Loughlin, for example, humiliates a suspect by having him stripped of his clothes while questioning him. Leland does not appear to bat an eye while observing this act but makes his displeasure clear. He uses his authority to remove the suspect and tells him to put his clothes on. Once the suspect is out, Leland tells Loughlin in a firm manner that this behavior is unacceptable. 

The Detective holds your attention because of Sinatra's performance. His Joe Leland is honest and direct, able to show sympathy and more importantly, a quiet strength and acceptance of things.  

As stated, The Detective is one year prior to Stonewall. As such, the portrayal of gay life is close to seedy. As McIver strolls through the waterfront and the Circus Bar, the men look lascivious, almost menacing. Teddy (James Inman) is a bit fey in his manner versus Colin's more straight-acting manner.  We hear Windom's voiceover speak of how revolted he is. I do not know if he or Dr. Roberts said that "there is no such thing as a bisexual, only a homosexual without convictions". That, I figure will not go over well with actual bisexuals.

The performances were mostly strong. In their small roles, Freeman, Jr. and Duvall made impressions. The same goes for Jack Klugman as forensics investigator Schoenstein and Bissett as the Widow McIver. Bochner also does well as the patrician Dr. Roberts. The curious thing about Lee Remick is that while her performance is good, it feels unnecessary. 

This is where I think The Detective goes a bit wrong.
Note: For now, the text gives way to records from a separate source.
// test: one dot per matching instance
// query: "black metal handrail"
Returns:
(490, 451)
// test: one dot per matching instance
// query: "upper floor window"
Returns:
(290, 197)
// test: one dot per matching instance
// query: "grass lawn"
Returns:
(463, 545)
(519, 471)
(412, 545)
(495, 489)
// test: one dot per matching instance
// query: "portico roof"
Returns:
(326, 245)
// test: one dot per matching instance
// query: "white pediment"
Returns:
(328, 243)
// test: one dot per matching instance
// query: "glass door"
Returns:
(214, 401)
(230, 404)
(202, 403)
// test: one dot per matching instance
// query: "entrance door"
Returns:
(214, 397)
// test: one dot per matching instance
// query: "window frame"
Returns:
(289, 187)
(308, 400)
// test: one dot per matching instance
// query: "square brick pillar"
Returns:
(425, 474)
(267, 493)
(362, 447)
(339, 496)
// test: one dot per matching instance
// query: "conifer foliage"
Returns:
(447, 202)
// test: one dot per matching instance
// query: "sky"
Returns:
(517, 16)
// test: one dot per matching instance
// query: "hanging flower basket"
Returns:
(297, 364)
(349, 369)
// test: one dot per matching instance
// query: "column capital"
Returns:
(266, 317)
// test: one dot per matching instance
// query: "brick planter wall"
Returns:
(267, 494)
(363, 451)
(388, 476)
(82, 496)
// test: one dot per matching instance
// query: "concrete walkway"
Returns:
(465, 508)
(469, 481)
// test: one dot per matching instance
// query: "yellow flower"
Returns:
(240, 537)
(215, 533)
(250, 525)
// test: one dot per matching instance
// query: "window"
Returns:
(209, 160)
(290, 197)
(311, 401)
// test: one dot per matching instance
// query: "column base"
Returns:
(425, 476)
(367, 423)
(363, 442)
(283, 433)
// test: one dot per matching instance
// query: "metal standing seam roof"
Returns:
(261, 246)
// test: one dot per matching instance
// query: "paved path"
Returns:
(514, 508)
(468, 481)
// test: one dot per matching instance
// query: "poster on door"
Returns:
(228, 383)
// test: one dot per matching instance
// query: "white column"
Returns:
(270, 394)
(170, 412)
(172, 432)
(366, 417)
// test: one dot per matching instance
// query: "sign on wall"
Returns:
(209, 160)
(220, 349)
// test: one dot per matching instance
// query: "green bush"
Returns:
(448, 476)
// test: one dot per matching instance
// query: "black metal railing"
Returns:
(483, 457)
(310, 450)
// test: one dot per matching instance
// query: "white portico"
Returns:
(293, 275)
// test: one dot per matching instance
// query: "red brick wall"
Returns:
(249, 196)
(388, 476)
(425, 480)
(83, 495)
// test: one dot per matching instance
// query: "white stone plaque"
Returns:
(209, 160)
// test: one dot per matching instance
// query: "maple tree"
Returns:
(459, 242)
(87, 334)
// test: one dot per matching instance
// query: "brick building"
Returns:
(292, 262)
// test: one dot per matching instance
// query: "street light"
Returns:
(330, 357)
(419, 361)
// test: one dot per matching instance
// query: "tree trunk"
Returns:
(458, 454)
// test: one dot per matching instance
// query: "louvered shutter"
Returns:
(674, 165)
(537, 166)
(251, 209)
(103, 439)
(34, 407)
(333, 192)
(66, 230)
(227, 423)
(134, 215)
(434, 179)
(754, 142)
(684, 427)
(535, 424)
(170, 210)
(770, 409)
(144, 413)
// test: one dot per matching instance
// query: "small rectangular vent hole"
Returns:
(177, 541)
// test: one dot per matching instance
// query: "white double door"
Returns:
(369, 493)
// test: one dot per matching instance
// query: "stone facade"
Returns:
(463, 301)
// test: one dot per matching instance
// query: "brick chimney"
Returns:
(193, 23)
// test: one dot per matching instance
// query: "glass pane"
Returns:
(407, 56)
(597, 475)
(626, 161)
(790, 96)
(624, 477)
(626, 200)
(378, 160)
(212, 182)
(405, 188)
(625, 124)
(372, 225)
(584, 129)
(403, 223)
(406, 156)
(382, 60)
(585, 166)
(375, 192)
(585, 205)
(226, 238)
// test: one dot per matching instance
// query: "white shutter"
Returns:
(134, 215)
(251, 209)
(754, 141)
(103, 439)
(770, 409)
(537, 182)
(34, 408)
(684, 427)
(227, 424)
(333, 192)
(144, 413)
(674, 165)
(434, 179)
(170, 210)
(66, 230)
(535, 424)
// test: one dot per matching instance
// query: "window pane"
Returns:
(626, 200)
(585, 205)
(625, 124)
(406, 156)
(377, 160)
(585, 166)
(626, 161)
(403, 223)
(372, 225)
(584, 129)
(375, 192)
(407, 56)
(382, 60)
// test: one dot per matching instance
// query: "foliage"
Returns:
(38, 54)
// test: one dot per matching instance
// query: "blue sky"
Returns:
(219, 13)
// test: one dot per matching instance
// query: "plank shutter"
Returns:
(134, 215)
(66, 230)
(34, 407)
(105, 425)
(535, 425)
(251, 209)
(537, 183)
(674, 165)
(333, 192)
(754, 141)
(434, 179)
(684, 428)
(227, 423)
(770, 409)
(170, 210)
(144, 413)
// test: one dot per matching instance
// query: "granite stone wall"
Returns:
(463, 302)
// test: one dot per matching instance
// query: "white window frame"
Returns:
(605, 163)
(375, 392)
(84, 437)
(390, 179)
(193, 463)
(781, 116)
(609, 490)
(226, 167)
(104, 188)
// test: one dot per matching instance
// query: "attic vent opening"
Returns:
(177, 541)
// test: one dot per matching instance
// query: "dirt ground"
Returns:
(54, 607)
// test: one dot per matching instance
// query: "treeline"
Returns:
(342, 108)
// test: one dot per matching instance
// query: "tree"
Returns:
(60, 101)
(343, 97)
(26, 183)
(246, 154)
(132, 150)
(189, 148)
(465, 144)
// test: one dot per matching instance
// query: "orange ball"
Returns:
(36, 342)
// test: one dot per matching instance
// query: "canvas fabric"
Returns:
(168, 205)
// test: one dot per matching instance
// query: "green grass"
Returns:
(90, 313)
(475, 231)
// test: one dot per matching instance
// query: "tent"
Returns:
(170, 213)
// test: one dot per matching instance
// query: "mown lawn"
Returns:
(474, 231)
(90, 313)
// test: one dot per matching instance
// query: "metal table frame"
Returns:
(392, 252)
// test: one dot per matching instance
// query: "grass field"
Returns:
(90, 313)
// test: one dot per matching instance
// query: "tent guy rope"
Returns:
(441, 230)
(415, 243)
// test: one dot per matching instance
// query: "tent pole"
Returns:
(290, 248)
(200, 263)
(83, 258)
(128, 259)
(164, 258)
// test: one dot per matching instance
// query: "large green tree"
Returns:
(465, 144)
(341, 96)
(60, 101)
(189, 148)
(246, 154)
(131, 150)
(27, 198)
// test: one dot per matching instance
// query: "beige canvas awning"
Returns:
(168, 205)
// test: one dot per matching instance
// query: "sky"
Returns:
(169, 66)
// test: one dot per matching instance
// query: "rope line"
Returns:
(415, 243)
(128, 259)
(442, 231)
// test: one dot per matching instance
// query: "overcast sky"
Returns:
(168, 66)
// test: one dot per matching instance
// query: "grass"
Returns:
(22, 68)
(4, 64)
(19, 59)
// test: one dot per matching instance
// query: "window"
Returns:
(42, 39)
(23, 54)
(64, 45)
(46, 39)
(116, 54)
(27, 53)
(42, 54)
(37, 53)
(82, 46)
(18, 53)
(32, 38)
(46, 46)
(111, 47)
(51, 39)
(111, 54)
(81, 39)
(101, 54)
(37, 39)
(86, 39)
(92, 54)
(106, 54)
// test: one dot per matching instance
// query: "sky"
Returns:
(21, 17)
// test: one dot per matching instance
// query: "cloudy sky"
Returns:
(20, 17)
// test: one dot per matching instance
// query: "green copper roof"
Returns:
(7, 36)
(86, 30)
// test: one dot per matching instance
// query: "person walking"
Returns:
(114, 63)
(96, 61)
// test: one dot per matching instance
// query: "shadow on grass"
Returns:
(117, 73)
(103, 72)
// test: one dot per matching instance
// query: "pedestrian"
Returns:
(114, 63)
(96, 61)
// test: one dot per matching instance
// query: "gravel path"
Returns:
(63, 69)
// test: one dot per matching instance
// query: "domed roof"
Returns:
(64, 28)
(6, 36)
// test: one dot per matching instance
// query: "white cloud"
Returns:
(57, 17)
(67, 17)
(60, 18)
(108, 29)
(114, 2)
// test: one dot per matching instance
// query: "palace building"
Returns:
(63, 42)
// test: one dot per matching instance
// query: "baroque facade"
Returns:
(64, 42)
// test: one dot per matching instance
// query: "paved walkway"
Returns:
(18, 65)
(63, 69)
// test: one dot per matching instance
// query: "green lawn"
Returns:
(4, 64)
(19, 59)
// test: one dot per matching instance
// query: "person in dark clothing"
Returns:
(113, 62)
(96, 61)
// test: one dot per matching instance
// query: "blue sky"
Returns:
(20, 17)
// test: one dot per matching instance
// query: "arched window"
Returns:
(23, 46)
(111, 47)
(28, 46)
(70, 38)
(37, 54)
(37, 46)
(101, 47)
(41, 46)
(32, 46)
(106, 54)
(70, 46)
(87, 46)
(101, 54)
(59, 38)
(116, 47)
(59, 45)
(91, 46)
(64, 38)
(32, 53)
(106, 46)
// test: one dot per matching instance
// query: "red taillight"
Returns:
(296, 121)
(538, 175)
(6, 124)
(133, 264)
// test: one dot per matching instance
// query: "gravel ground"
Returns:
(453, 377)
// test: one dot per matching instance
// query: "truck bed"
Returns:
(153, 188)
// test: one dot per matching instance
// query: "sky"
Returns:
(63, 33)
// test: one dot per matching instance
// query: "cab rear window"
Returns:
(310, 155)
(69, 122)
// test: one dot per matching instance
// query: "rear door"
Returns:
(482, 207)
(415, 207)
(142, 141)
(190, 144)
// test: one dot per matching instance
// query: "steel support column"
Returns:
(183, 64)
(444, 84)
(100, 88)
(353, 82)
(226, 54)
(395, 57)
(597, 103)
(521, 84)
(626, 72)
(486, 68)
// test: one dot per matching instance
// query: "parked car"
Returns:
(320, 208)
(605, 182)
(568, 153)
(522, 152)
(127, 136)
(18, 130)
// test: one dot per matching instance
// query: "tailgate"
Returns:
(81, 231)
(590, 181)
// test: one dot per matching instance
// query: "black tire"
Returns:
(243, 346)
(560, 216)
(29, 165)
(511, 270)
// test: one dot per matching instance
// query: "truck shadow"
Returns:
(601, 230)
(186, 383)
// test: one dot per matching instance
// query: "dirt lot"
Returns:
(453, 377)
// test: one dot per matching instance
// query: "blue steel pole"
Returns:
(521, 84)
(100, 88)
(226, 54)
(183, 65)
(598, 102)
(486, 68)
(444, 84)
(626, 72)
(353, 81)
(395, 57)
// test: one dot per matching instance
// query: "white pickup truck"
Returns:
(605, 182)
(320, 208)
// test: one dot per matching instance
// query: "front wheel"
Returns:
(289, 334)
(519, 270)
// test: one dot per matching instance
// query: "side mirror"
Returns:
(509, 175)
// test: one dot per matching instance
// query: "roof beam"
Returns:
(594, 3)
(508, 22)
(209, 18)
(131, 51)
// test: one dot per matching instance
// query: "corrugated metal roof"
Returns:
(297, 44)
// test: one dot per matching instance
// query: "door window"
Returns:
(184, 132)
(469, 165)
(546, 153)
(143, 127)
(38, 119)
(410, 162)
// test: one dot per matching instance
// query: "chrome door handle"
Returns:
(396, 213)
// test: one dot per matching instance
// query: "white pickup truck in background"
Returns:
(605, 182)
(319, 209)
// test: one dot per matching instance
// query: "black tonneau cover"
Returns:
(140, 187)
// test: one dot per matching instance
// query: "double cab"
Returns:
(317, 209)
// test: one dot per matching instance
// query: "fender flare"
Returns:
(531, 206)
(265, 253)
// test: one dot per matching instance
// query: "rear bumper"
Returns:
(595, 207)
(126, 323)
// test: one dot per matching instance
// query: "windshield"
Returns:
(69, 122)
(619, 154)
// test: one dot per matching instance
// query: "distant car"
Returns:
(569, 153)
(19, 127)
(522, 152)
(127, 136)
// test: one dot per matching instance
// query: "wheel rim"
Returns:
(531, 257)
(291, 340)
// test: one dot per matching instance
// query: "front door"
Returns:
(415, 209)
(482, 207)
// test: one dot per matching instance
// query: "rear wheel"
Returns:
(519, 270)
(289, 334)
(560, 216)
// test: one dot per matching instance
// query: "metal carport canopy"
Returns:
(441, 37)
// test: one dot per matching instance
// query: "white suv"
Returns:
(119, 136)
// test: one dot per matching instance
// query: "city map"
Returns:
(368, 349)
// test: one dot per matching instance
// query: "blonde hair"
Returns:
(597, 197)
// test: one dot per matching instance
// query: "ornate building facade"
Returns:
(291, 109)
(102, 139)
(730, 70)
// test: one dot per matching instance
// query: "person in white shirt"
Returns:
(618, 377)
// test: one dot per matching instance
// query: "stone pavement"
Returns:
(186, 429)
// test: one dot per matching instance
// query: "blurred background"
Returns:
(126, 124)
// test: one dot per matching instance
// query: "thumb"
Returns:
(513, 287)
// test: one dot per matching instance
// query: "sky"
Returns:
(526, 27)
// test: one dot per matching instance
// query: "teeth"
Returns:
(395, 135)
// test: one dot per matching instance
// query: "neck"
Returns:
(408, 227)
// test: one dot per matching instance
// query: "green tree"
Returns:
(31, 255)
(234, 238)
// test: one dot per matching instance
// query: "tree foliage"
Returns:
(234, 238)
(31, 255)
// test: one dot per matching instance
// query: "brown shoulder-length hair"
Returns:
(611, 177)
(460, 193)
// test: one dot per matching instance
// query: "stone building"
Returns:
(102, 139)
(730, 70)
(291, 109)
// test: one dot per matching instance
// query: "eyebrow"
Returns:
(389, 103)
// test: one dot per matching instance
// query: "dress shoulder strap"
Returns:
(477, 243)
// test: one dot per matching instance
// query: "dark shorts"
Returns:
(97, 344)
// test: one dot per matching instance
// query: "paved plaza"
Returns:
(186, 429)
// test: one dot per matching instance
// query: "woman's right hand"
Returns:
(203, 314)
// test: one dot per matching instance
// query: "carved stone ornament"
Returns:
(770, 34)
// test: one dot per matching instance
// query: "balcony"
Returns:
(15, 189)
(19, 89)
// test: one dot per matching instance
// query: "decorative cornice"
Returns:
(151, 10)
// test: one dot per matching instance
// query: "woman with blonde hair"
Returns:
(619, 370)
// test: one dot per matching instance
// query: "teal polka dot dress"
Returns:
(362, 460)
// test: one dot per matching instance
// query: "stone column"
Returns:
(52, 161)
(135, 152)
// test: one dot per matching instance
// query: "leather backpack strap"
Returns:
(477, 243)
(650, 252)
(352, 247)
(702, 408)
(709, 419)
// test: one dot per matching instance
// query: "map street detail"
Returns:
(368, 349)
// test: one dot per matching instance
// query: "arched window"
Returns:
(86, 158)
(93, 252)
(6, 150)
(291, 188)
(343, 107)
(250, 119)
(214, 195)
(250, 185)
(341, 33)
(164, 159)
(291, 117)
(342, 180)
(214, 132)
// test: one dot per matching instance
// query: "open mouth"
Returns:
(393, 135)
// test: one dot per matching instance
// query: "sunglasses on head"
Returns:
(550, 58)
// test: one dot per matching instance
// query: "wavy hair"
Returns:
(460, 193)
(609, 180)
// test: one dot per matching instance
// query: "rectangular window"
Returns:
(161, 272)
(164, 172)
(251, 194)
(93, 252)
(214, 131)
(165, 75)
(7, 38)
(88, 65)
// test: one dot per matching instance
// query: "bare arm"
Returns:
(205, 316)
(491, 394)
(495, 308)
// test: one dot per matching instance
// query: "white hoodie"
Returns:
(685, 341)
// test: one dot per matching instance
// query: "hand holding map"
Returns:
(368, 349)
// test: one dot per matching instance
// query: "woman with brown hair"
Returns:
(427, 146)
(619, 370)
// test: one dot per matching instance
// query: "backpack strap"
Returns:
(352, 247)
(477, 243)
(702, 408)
This subplot of the Leland marriage, down to the many flashbacks, do not quite fit into the overall picture. It feels like a separate story that found its way here.

Minus that, Abby Mann's adaptation of Roderick Thorpe's novel works well. The film is also enhanced by Jerry Goldsmith's jazz score. The Detective is well-directed by Gordon Douglas, drawing strong performances from almost everyone. I did think that Musante as Felix was a bit bad. As for Windom, he was weak as this repressed gay man who kills when called out on his sexuality.

However, I think that McIver's final words on the recording say a lot. "You know, I felt more guilty about being a homosexual than about being a murderer". Strong words even now. The Detective on the whole is a good film. It moves well and has good performances. It is, however, held back by the marriage subplot, which sometimes intrudes on the case. Still, The Detective is worth the time and effort to seek out.